UK Man Convicted For Wi-Fi Piggybacking
CatrionaMcM tips us to a BBC story reporting that Gregory Straszkiewicz, a UK resident, was fined £500 and sentenced to a conditional discharge for 12 months after being caught using a laptop from a car parked outside somebody else's house. '[H]e was prosecuted under the Communications Act and found guilty of dishonestly obtaining an electronic communications service.' A separate BBC story notes that two other people in England were arrested and cautioned for sharing Wi-Fi uninvited.
So if you forget to lock your car or house door, you are inviting people in as well?
I tried to stand by your window to read my book using your light. The window let me. Does this mean I automatically get the right to use your light? Technically possible != illegal.

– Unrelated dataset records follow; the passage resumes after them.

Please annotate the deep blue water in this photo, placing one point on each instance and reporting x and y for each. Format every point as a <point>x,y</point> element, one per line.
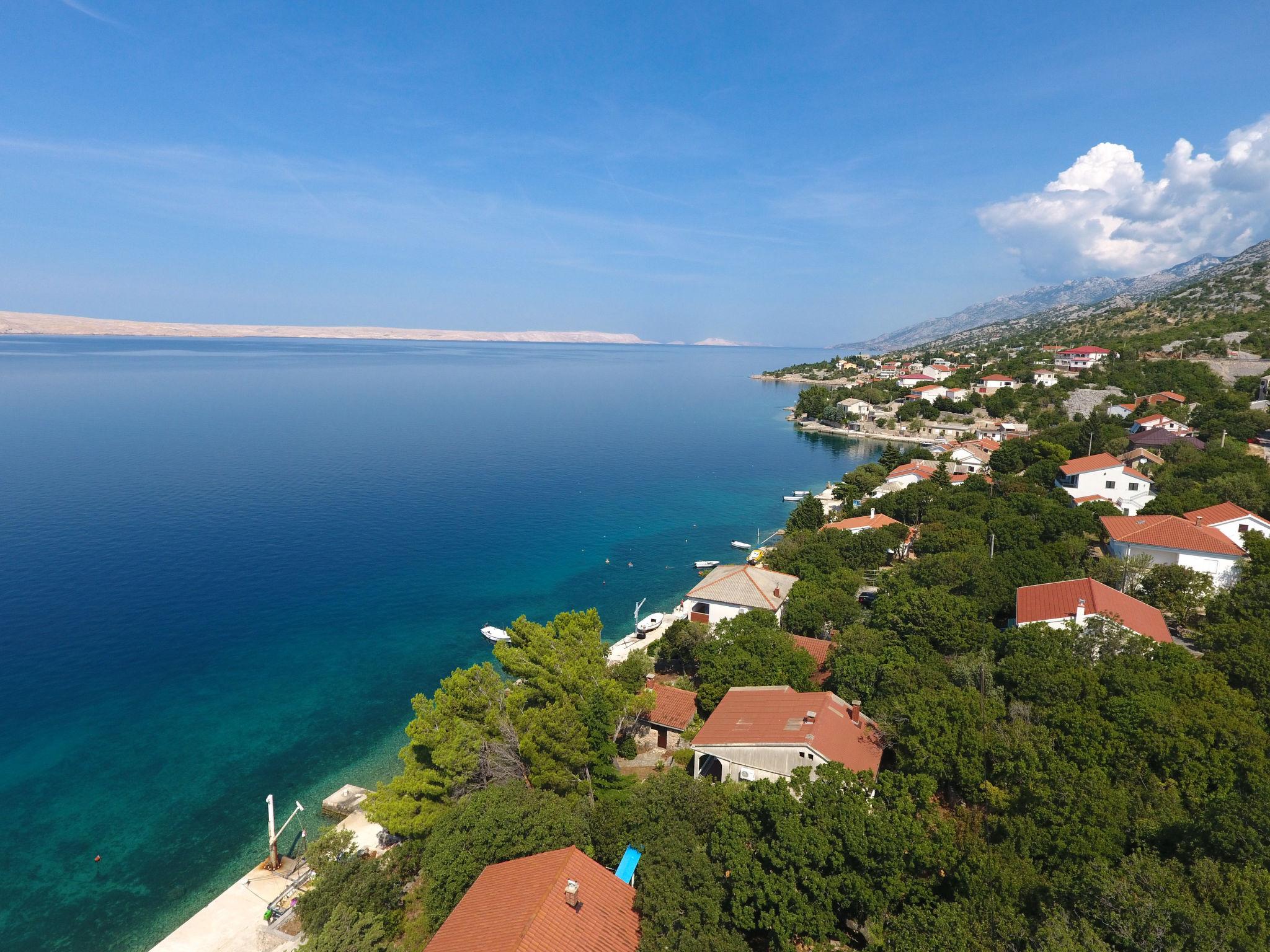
<point>226,566</point>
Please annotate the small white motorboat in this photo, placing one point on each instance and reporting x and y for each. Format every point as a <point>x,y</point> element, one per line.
<point>651,624</point>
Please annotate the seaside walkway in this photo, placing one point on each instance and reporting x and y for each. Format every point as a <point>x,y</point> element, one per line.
<point>234,922</point>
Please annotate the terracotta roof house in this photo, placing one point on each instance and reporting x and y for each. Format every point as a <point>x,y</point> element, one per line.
<point>1169,540</point>
<point>1158,421</point>
<point>1081,599</point>
<point>1161,437</point>
<point>557,902</point>
<point>1078,358</point>
<point>819,651</point>
<point>1140,456</point>
<point>993,382</point>
<point>859,523</point>
<point>765,733</point>
<point>1232,521</point>
<point>1104,477</point>
<point>729,591</point>
<point>675,711</point>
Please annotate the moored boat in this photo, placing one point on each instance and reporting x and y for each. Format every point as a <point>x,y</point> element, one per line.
<point>651,624</point>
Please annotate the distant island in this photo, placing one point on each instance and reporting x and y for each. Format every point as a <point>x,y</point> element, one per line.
<point>17,323</point>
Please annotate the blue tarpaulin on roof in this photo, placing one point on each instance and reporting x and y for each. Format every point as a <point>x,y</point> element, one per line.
<point>626,868</point>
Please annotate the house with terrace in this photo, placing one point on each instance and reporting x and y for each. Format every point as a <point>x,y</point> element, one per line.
<point>1103,477</point>
<point>1080,358</point>
<point>1080,601</point>
<point>562,901</point>
<point>1232,521</point>
<point>1160,421</point>
<point>729,591</point>
<point>673,712</point>
<point>766,733</point>
<point>1170,540</point>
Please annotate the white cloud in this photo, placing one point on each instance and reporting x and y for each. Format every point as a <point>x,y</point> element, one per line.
<point>1104,216</point>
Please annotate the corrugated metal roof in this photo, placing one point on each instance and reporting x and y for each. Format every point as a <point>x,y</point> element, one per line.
<point>520,907</point>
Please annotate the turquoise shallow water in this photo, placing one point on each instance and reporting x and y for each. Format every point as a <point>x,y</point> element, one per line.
<point>225,568</point>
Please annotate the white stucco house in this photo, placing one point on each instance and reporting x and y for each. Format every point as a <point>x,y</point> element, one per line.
<point>1059,603</point>
<point>1103,477</point>
<point>1170,540</point>
<point>766,733</point>
<point>729,591</point>
<point>990,385</point>
<point>854,405</point>
<point>1232,521</point>
<point>1158,421</point>
<point>1080,358</point>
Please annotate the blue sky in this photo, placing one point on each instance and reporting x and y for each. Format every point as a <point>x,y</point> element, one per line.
<point>783,173</point>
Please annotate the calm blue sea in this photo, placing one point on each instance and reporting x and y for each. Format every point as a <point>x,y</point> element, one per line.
<point>228,565</point>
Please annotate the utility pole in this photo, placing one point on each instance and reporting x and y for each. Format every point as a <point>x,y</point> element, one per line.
<point>275,834</point>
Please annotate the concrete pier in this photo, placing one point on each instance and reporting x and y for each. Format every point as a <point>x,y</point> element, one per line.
<point>234,922</point>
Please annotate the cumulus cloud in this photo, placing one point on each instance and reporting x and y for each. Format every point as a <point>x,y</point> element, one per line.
<point>1104,216</point>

I dunno ... but frankly, the reason I close my access point is the same reason I keep my front door locked.
The higher the technology, the sharper that two-edged sword.
The following is hypothetical, I do not have details of the specific case.
He was passing and his phone went. In the UK, it is illegal to drive while talking on a handheld mobile phone, so like a good citizen, he pulled over and answered the call. After the call he pulled out his laptop to type up some notes from the call while they were still fresh in his mind. Meanwhile Windows helpfully connects to a nearby open wireless AP nearby.
Of course it's more likely that he was parked outside the same property for a couple of hours every night, and the police only acted after they got sick of taking calls from the AP's owner. But like I say, I don't actually know the details here, so like the rest of the posters on Slashdot, I can only speculate.
Hey, did anyone notice the date attached to this 'story'?
Last Updated: Thursday, 28 July 2005, 08:51 GMT 09:51 UK
Was this submitted as a joke, as a troll or what?